Method 2: Extracting Data from JavaScript Variables
Some websites store data directly in JavaScript variables. You can parse this data as follows:

def extract_js_data(doc)
  script_content = doc.css('script').find { |script| script.text.include?('productData') }
  JSON.parse(script_content.text.match(/productData = (.*?);/)[1])
end

Managing Errors

Effective error management is key to reliable scraping. Here's an example of implementing retries and error logging:

class ScraperWithRetry
  MAX_RETRIES = 3
  BACKOFF_FACTOR = 2

  def fetch_with_retry(url)
    retries = 0
    begin
      response = HTTParty.get(url)
      raise "Rate limit reached" if response.code == 429
      response
    rescue => e
      retries += 1
      if retries <= MAX_RETRIES
        sleep(BACKOFF_FACTOR ** retries)
        retry
      else
        log_error(url, e)
        raise
      end
    end
  end
end

Key strategies for error handling include:

Using exponential backoff for retries
Monitoring response times and error rates
Rotating IP addresses with proxies
Validating the format of extracted data
Keeping detailed error logs for debugging

Once your error management is solid, ensure your scraping practices comply with legal and ethical standards.

Legal and Ethical Guidelines

Requirement	Implementation
Rate Limiting	Add 2–5 second delays between requests
robots.txt	Use the `robotstxt` gem to verify rules
Data Usage	Ensure adherence to terms of service
Personal Data	Obtain explicit consent
Server Load	Use throttling to reduce server strain

"Web scraping is like treasure hunting - except sometimes the map leads you to a big, fat error message instead of gold." - Ize Majebi, Python developer and data enthusiast

Remember, non-compliance with regulations like GDPR can result in severe penalties, including fines up to €20 million or 4% of global revenue. The HiQ Labs v. LinkedIn case clarified that scraping public data is generally allowed, but actions like using fake accounts could lead to legal trouble.
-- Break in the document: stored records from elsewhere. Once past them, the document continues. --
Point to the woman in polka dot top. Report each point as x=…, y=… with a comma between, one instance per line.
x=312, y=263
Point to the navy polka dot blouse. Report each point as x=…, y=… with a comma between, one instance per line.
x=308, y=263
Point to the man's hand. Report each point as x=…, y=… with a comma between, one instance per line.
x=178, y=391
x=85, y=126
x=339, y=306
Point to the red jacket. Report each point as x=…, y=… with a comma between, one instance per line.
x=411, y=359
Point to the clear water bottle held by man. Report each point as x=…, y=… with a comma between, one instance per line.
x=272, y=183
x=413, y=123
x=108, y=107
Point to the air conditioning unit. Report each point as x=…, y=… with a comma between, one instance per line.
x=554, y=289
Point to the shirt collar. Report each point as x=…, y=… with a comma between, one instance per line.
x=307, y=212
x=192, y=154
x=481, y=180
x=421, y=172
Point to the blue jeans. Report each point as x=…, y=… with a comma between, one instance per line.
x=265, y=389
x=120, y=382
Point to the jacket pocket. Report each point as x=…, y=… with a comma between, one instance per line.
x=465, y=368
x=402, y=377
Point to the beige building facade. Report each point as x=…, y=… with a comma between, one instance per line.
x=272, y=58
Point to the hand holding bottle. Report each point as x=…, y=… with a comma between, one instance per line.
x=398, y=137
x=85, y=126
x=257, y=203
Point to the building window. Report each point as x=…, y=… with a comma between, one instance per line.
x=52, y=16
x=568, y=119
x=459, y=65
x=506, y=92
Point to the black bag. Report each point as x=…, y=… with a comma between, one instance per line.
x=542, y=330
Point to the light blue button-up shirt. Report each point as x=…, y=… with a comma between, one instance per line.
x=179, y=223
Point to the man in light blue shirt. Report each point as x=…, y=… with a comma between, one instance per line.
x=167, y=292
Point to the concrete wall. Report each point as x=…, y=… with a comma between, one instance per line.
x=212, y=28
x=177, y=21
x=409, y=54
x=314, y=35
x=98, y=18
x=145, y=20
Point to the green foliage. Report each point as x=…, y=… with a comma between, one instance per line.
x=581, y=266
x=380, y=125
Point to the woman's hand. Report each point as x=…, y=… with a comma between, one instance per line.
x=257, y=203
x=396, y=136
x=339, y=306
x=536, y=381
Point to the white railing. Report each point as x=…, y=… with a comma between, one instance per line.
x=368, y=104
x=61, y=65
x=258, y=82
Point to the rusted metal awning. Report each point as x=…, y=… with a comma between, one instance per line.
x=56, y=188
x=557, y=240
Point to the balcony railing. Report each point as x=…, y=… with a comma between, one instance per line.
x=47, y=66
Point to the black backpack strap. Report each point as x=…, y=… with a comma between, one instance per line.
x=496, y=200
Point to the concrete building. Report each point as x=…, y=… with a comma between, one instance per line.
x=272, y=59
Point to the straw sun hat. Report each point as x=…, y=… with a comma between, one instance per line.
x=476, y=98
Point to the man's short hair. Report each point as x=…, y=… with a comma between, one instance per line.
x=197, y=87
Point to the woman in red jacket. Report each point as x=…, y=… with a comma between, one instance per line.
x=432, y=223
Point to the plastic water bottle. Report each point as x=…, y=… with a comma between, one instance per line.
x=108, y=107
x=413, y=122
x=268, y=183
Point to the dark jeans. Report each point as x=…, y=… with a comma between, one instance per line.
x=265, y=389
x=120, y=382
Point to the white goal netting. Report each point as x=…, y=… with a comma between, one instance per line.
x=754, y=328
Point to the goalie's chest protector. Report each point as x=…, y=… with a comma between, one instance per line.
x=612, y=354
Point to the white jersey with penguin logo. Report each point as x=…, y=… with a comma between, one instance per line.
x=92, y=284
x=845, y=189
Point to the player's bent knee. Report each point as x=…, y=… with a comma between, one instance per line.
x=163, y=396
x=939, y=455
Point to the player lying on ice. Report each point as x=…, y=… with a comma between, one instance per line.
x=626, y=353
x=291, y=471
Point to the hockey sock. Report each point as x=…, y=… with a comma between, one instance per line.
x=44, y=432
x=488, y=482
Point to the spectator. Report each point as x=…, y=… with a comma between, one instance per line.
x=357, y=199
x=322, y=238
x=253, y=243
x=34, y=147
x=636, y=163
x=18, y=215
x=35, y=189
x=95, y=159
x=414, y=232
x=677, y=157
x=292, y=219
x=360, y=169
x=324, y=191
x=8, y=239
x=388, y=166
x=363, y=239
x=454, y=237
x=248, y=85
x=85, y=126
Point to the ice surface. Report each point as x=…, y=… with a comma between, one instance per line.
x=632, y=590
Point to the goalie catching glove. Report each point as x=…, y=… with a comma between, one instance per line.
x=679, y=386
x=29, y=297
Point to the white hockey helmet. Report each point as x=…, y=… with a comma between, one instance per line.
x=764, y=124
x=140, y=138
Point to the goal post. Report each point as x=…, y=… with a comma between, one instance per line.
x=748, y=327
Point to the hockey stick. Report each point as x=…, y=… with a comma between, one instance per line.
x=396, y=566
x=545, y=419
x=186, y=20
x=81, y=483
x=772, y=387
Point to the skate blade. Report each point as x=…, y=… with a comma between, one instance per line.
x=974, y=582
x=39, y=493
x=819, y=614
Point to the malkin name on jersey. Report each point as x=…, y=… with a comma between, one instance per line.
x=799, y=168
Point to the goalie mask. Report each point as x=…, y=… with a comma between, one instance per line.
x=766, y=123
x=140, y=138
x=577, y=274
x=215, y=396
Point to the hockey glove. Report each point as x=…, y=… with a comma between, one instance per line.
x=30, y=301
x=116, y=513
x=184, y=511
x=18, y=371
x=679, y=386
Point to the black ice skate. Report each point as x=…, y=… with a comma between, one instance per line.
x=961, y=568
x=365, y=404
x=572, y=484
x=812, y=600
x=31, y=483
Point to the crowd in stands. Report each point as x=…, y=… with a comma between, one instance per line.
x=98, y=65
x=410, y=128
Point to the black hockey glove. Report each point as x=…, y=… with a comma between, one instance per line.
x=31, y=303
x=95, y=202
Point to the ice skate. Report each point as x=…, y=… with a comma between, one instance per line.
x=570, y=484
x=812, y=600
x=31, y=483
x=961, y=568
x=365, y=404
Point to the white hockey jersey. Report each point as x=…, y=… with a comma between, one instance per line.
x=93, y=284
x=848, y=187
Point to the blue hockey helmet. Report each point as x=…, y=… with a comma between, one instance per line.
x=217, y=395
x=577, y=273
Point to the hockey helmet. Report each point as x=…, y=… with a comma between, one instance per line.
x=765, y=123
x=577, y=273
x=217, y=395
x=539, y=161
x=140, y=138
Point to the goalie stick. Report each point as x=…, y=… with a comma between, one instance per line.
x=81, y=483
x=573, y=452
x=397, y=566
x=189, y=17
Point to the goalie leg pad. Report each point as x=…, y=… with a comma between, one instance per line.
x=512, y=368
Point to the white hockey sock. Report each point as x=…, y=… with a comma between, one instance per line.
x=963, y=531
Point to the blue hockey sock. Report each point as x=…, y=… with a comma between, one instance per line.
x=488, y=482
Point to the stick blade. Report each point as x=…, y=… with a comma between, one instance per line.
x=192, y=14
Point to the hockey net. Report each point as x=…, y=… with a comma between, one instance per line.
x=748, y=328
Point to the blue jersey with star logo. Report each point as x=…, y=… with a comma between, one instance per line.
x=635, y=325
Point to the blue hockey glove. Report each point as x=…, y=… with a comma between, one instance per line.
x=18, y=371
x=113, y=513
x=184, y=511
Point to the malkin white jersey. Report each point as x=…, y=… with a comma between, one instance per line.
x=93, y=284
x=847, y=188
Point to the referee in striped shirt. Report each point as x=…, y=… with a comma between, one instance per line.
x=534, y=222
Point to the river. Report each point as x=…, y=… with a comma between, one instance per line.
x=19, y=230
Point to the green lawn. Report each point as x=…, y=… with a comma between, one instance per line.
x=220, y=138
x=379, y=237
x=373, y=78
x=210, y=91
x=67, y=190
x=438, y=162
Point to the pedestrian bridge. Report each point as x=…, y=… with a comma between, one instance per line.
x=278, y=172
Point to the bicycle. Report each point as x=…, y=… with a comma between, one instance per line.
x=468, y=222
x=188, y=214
Best practices for advanced scraping:

Regularly monitor performance metrics
Rotate user agents to avoid detection
Use headless browsers for dynamic content
Maintain comprehensive error logs
Update your scripts to adapt to website changes

Speed and Scale Improvements

Improve performance and efficiently manage data collection at scale.

Script Performance Tips

Managing memory effectively is key for fast data scraping. Here's an example of using SAX parsing for better memory efficiency:

# Example of memory-efficient parsing using SAX
class MyDocHandler < Nokogiri::XML::SAX::Document
  def start_element(name, attrs = [])
    return unless name == 'product'
    # Process each product without loading the entire document
    process_product(attrs)
  end
end

parser = Nokogiri::XML::SAX::Parser.new(MyDocHandler.new)
parser.parse(File.open("large_file.xml"))

Some proven optimization strategies include:

Using SAX parsing for large XML files instead of loading the entire file into memory (DOM parsing).
Employing batch processing with targeted XPath queries to reduce overhead.
Caching nodes temporarily and freeing up memory as soon as they're processed.
Regularly profiling your code with tools like Ruby-prof to identify bottlenecks.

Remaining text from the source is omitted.